Une influence géopolitique que Musk, qui ne se cantonne pas seulement à l’Ukraine, affiche de façon toujours plus ostensible. Les récentes déclarations de ce citoyen américain, né en Afrique du Sud, et ses commentaires désinvoltes, sur la politique de la “Chine unique” de Pékin à Taïwan, ont fait de nombreux remous. Elles alimentent aussi les critiques contre Musk selon lesquelles il est prompt à acquiescer aux demandes d’autres pays, même lorsqu’il s’agit d’adversaires des États-Unis. Et l’allégation, selon laquelle l’entrepreneur aurait “secrètement demandé à ses ingénieurs de désactiver la couverture internet “, pour empêcher une attaque furtive de l’Ukraine, aura fini de réveiller les craintes.
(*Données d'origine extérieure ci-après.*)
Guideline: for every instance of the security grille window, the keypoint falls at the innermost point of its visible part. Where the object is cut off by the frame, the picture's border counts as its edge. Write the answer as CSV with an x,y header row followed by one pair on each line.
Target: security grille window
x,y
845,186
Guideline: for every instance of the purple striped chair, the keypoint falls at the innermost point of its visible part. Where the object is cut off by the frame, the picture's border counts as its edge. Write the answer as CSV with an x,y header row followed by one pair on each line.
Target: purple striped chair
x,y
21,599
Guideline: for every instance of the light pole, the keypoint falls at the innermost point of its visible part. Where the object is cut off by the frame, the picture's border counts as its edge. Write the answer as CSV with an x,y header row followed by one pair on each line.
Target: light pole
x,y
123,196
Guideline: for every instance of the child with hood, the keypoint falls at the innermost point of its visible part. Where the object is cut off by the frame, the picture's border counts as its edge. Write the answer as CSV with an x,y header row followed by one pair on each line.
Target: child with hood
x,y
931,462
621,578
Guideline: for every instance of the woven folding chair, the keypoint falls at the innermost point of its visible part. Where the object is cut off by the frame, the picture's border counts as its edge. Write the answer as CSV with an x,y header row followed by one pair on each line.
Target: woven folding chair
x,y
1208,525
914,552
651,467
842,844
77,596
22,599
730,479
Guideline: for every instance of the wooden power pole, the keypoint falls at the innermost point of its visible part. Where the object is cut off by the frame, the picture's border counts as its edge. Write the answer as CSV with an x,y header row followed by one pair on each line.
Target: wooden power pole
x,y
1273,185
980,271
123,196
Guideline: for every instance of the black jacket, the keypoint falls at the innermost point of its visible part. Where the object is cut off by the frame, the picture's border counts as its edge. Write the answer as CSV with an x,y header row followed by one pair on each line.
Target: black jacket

Selon Cohen, ancien journaliste au New York Times, il est devenu une force “quasi gouvernementale”. Or, toujours selon Cohen, le fait que M. Musk et d’autres magnats non élus puissent prendre des décisions unilatérales ayant des conséquences géopolitiques importantes est une mise en garde contre la concentration des richesses et l’affaiblissement de la démocratie. “Elon veut désespérément que le monde soit sauvé. Mais seulement s’il peut être celui qui le sauve” dit l’un de ses anciens collaborateurs. Or “ce n’est pas parce qu’on est bon en programmation ou en affaires qu’on est bon pour établir des règles sur la façon dont le monde devrait fonctionner » conclut Cohen.